In contrast to sole proprietorships, partnerships are businesses owned by two or more people. Partners may be called co-owners or members. 

There are four types of partnerships:

  • General partnership: Two or more people own the company and typically share profits and losses equally unless otherwise specified. 
  • Limited partnership: Business owners partner with silent investors. The silent investors do not make decisions for the company or handle daily operations. And, investors do not have management functions or the risk of liability. This type of partnership is more structured and can only be created under the state’s limited partnership law. 
  • Limited liability partnership: Members are not personally liable for the business’s debts or other partner’s actions. This type of partnership means that each member is only responsible for their own actions and may be protected from the actions of other members. 
  • LLC partnership: This type of partnership is a limited liability company with multiple members rather than one owner. In this type of partnership, the members typically cannot be sued for the business’s debts or actions. But, members can be held liable for the actions of other members. 

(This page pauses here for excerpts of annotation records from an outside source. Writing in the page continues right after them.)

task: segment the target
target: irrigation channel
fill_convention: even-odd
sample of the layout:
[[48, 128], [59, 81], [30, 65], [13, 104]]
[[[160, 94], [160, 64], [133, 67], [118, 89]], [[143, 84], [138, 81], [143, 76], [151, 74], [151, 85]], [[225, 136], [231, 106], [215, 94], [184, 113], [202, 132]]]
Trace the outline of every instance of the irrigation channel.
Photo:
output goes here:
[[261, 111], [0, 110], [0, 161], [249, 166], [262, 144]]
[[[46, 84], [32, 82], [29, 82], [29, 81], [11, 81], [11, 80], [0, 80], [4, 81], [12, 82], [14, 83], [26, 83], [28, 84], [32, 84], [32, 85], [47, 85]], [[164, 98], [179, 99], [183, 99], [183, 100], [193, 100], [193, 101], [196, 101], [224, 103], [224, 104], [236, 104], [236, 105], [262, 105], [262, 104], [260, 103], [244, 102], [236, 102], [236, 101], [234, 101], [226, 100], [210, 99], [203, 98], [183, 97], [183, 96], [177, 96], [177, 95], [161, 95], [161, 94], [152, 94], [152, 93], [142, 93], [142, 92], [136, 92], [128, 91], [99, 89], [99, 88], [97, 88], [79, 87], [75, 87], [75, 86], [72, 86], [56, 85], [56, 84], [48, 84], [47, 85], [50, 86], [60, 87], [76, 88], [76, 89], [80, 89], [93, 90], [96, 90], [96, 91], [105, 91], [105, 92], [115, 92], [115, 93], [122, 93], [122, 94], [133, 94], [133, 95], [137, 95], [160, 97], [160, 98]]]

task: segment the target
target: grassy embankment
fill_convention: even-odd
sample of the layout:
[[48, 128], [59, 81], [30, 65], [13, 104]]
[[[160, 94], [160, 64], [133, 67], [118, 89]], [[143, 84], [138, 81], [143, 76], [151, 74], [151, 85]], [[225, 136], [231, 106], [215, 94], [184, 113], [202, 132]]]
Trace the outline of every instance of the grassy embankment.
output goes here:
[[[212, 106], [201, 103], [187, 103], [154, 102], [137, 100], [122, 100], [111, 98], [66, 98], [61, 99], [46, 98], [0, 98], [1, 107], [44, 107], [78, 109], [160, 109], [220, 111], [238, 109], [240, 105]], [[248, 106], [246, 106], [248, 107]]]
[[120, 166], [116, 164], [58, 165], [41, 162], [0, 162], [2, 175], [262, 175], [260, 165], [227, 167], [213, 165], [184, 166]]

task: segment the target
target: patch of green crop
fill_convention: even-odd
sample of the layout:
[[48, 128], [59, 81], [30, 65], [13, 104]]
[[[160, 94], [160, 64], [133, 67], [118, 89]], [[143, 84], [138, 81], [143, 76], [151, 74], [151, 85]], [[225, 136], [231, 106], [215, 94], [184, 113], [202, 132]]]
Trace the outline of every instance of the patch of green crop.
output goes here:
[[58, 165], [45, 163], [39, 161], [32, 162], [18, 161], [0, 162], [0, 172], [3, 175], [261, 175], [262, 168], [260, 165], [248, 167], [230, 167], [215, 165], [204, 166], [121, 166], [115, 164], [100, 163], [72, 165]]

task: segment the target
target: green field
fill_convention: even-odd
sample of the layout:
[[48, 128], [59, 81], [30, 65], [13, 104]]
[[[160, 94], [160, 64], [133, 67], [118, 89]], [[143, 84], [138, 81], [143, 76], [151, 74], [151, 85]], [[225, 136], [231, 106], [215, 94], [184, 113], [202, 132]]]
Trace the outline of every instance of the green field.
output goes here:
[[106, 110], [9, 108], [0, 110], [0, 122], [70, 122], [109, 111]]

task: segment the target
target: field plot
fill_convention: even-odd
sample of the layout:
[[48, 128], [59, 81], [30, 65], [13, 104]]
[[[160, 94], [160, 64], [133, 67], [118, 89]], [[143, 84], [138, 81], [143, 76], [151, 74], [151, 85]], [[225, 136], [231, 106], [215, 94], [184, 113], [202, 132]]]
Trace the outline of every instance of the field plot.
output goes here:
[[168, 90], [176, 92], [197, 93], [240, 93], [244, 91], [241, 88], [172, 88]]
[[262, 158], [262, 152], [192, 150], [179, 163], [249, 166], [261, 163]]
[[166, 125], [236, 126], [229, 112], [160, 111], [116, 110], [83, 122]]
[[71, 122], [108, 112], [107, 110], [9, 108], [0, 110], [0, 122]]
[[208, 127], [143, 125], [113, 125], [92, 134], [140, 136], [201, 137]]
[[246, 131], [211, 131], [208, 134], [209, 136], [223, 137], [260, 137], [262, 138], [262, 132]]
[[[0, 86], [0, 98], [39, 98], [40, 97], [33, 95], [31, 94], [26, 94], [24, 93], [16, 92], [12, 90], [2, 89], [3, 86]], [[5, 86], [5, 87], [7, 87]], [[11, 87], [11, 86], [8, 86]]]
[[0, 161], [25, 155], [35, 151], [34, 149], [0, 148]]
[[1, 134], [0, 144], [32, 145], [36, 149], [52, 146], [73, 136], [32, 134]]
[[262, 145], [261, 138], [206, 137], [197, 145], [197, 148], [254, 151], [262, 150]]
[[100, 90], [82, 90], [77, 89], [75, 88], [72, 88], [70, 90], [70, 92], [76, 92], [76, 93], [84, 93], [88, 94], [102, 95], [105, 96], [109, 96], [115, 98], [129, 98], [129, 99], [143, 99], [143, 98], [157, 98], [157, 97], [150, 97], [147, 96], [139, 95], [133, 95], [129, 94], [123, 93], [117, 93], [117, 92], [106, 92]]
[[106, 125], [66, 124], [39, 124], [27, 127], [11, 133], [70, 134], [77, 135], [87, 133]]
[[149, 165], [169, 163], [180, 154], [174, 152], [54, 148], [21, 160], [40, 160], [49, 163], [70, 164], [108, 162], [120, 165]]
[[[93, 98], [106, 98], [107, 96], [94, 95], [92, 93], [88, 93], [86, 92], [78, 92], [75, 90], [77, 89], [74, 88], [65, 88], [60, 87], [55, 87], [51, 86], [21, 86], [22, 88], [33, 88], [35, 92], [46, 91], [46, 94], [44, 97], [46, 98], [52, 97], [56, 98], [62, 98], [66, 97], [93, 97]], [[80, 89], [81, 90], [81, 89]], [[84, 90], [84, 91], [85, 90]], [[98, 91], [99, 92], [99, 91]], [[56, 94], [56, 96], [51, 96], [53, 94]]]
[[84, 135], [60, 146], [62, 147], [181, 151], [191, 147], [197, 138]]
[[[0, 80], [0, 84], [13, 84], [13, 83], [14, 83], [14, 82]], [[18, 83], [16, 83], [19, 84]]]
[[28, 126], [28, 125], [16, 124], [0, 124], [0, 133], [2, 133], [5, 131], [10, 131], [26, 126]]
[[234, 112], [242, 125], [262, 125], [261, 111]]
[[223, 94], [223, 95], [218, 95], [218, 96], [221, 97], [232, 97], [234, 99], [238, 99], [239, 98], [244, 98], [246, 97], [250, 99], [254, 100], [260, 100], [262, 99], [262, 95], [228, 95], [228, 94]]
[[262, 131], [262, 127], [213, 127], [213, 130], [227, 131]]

The IRS considers partners to be self-employed for tax purposes. Partnerships have pass-through taxation where profits and losses pass through the business to the members. This type of taxation is why partners are considered self-employed. 

All partners must file:

  • Form 1065, US Return of Partnership Income
  • Schedule K-1, Partner’s Share of Income, Deductions, Credits, etc.

5. Single-member limited liability companies

An LLC is a business entity that is legally separate from its owner. LLC owners have financial and legal protections similar to corporations. So, they can open bank accounts and credit cards under the business name and process transactions without using their personal information.

Because LLCs are separate legal entities, the owner is not held personally liable for any business debts. In other words, owners do not risk their personal assets if the business acquires debt. 

Limited liability companies experience pass-through taxation. So, the income tax liability passes through the business to the business owner. And, owners report profits and losses on their personal tax returns, which makes them self-employed to the IRS.   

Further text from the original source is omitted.